The artist grew up in Oslo, in a multicultural family. With a background as an activist and street artist, she gives her works strong meanings related to the outside space. She has been presenting art regularly since 2006, and has also worked as a curator since 2017. Her sculptures, installations and jewelry are performative in nature and address issues related to public and private space, as well as institutional critique and social ecology. With recycled materials and a penchant for reinforcing steel, the artist manages to combine issues of urban everyday life with current political concerns. She earned a master’s degree from the Oslo Academy of Art (specialization: art in public space) and a bachelor’s degree in jewelry art.

Summary of residency

Yildiz spent the first part of her residency researching stories about human relationships with other animals. The people she met in various circumstances inspired her with their often surprising accounts. She documented them in the form of both audio recordings and drawings – visual notes.

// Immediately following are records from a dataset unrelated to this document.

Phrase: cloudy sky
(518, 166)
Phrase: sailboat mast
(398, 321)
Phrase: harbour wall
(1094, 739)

The artist sees the animal world as parallel to the human world. The two sometimes intersect and meet. For this reason, the animals that she finds most fascinating are those that coexist with us daily. In Wrocław, she noticed a particularly intense presence of rats – a species generally considered harmful, marginalised, and exterminated; outcasts of a system they do not fit into.

Inspirations

Stories she had heard as well as her experience of the city itself, inspired her to create an object out of reinforced steel acquired from Wrocław’s demolition sites. The artist gave it new meanings by bending it into animal shapes and then combining them all into one hybrid form, resembling a cage and being its contradiction at the same time. For Yildiz, the very process of sourcing the material needed to create the object and its properties was important. The artist often works with reinforced steel and this time too she used this material, which is originally the basis for the construction of buildings. She treats steel as a symbolic element, referring to how society is constructed, through the norms and rules that are the basis of it. Creating from steel bars, and giving them new shapes in the process of bending and welding them, is a subversive gesture, driven by the need to undermine the rules. It is also a kind of negotiation with the material, testing the limits of its flexibility.

The artist developed her works in the MiserArt space in Wrocław’s Nadodrze district.